Tuesday, May 20, 2014
Nehru Memorial Museum and Library
cordially invites you to the Weekly Seminar
at 3.00 pm on Tuesday, 20th May, 2014
in the Seminar Room, First Floor, Library Building
‘Health for the Public:
Medical knowledge, policies and people’
Dr. Madhulika Banerjee,
University of Delhi,
The political position on public health has been dominated by the understanding that good and effective health care, to be found in modern systems of sanitation, health care and medicine needs to be provided for, to be delivered to people. Given that in a developing country context like that of India, most of it was out of the reach of a majority of the people, the provision of health care was also a significant part of the democratization process.
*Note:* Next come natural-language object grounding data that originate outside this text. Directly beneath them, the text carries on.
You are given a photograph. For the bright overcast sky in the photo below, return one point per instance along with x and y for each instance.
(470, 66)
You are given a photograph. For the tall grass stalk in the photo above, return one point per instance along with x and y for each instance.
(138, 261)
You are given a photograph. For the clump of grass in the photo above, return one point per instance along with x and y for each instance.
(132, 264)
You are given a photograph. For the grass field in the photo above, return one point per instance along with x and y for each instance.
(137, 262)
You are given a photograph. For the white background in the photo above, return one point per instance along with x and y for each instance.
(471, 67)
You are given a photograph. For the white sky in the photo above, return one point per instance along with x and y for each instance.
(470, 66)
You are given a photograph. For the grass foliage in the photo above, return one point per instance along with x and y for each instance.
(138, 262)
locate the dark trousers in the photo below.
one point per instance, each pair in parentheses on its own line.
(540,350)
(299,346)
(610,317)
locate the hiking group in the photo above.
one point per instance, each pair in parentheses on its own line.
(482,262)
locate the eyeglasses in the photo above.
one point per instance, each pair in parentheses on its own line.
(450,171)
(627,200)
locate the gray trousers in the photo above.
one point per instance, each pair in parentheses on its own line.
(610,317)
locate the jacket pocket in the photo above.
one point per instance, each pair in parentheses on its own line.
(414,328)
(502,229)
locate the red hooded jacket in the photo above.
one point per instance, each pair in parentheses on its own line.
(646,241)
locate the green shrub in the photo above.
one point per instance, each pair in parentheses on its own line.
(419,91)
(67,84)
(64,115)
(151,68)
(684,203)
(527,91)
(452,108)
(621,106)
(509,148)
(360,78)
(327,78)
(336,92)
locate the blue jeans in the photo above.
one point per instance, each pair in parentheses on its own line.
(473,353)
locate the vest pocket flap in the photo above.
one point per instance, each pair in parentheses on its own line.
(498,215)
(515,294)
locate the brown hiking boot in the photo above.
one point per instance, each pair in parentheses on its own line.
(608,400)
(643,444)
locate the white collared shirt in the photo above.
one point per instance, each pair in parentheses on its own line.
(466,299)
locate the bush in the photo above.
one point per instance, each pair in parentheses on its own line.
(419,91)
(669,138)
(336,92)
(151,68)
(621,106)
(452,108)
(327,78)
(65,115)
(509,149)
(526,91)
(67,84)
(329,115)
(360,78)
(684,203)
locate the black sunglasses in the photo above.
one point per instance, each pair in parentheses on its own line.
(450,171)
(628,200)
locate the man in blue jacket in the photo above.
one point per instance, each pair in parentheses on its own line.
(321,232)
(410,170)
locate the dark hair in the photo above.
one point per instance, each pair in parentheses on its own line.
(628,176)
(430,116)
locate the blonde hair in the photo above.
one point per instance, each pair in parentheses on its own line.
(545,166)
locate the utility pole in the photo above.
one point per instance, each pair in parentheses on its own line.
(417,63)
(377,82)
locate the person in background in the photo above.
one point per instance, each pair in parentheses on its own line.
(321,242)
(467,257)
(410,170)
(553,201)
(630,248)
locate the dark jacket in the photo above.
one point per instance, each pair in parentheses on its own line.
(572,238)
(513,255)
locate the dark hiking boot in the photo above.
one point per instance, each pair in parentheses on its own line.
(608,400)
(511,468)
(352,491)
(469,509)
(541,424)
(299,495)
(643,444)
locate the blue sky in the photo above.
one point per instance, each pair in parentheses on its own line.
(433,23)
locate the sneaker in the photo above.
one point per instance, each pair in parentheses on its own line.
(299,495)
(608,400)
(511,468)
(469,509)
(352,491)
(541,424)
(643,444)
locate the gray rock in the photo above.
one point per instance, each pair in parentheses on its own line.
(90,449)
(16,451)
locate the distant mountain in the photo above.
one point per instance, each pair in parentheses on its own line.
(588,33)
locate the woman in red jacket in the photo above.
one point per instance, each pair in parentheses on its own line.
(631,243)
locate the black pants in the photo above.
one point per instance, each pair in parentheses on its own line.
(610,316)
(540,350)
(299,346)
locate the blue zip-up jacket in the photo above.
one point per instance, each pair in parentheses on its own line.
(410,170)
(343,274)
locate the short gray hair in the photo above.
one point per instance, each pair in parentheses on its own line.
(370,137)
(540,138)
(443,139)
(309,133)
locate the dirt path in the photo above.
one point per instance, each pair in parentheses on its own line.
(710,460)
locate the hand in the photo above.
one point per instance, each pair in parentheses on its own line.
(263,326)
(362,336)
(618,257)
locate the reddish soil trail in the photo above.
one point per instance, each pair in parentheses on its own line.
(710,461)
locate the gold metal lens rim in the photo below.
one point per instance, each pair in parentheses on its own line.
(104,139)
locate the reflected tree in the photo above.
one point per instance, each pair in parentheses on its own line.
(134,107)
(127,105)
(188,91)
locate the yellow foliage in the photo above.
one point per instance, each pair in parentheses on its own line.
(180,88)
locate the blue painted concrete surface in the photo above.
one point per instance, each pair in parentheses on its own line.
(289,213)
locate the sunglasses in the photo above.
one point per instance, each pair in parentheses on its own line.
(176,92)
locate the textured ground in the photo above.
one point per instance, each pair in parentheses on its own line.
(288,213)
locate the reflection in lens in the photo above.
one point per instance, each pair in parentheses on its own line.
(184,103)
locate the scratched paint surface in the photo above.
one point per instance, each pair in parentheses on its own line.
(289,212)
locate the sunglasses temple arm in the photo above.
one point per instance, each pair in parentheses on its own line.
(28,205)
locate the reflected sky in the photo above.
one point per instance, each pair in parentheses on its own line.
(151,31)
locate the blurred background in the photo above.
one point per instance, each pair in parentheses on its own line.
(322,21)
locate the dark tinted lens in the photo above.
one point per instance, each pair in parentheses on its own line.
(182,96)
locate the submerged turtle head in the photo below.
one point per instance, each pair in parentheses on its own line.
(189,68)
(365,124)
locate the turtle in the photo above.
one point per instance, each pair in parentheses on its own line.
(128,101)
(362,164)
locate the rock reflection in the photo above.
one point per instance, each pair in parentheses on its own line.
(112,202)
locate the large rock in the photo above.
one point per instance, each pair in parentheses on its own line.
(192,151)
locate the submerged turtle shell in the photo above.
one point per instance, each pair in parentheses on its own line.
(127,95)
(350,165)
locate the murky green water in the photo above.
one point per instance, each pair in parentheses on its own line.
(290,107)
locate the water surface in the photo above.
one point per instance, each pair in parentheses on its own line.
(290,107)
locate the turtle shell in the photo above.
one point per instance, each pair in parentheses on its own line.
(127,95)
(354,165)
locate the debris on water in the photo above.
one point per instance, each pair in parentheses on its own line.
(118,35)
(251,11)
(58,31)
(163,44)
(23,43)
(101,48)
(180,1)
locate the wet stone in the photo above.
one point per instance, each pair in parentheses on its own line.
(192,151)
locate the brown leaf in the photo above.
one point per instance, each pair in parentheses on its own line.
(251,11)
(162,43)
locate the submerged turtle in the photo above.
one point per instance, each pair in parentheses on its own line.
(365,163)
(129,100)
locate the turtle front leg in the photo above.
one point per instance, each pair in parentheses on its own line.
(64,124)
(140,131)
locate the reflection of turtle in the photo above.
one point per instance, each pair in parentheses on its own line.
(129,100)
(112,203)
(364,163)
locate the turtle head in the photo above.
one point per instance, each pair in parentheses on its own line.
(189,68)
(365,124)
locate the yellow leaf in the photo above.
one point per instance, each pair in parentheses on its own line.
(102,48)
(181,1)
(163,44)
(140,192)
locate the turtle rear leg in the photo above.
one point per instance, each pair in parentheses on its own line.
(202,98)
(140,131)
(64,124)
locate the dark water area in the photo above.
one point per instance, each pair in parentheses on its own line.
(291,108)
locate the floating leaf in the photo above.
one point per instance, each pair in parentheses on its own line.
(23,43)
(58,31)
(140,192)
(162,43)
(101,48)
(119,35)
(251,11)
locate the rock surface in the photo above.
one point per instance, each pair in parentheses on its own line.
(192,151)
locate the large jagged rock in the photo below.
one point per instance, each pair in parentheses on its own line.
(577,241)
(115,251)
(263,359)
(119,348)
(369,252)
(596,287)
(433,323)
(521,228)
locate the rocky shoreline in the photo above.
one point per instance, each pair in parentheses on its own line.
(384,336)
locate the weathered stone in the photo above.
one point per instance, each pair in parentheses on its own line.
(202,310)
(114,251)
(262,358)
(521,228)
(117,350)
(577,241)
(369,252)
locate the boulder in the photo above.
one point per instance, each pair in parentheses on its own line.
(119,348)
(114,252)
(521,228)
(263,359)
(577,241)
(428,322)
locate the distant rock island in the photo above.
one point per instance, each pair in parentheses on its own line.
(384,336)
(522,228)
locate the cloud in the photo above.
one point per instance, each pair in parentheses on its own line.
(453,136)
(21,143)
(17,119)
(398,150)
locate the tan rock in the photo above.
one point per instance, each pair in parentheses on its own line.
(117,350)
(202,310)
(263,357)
The experience of providing health for the public however, particularly in India, whether through the state health systems or community health interventions by non-governmental organisations or people’s movements, has indicated more agency on the part of patients and ‘consumers’ than the traditional perspective allowed for. This paper will discuss what these experiences of agency are and what they indicate for policy and politics of public health. People/patients make choices of treatment regimens on the basis of a colloquial classification of disease and how soon they believe it can be treated or indeed, how much time they can afford to get better. On the other hand, those that have access to no primary health centres or modern medicines, put their faith in local healers that rely almost entirely on the local biodiversity for their sources. A large number of people routinely combine regimens as well, from common everyday conditions to very complex ones. All of this happens in an unmediated and unregulated manner, which limits the learning and exchange possible, simply the spaces for communication between different knowledges. Instead, the entire focus is on battling for spaces of power for each of them. This paper argues that a self-conscious politics of knowledge mobilization, recognising the agency of practitioners, patients and institutions of learning, is what is required. This will initiate a process of democratization at both the material and pedagogic level and possibly, a more democratic model of health for ‘the public”.